Do yourself a favor and just leave. You say you don’t want to be here, we believe you. We do not need your input, we are not interested in your opinions, we are not concerned that you look down on us. Your obvious agenda renders your criticism invalid, your lack of class prevents us from feeling any sting from your barbs and arrows, and this board was not created in order that you might find a cowardly place to get into a fight without getting punched in the nose.
Do yourself a favor and get some counselling.
Scotti
Hey, just curious being a newbie and all, but what do you guys do with the Troll once it has been beaten and killed? Just wondering what they might taste like. We could be wasting a valuable resource. Get your Kentucky Fried Troll here. That’s if they happen to taste like chicken.
Zarathustra said:
Frankly, if a person comes into a local bar for the very first time and says “That’s it, you assholes! I’m out of here!”, and then proceeds to sit at the bar and curse at the other clients every once in a while, I don’t think many people WOULD speak to him.
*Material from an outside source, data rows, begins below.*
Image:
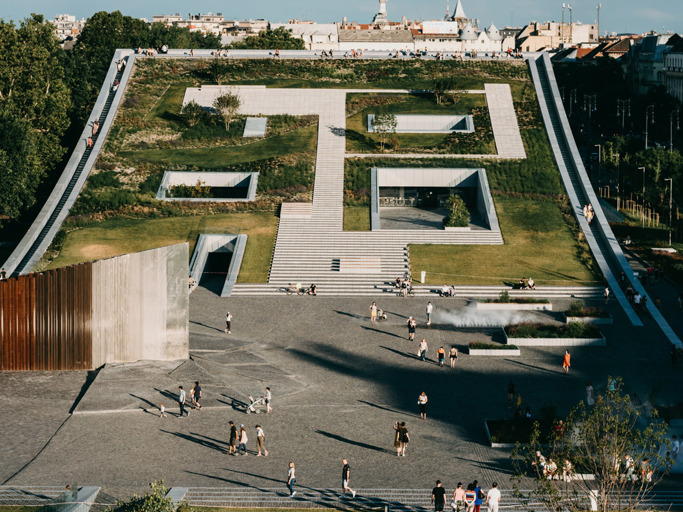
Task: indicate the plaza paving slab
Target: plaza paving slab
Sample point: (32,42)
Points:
(339,383)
So you’re right. We shouldn’t be talking to you at all. In fact, Wally and aha should hold you down in the parking lot while I kick your nuts back inside. Because THAT’S what would happen in real life.
Vebbie gets to do the scratching. She’s a woman, you see.
Putz.
Oh, no!! I think Zar is saying I’m not cool!! I don’t have his approval, whatever will I do? :rolleyes:
[QUOTE]
**
I post here, interact with a few people I find interesting, see if I can get a rise out of a few folks whose underwear seems to be on too tight, and then I shut the computer off and think about other things for the rest of the day.
**
[QUOTE]
He admits he’s getting off by getting a rise out of people - so he is a troll, or are my understandings of the term incorrent?
I post here while bored at work, shut my computer off, go home to my girlfriend (you can see a picture of her on my homepage) and get laid. I find that much more enjoyable than just ‘thinking about things’ the rest of the day. (I think Zar was attempting to imply that I have no life outside this message board, but I’m not nearly as smart as he is and his subtlety is too sly for me.)
Zarahtustra spake:
Sorry, I have the final word in this thread.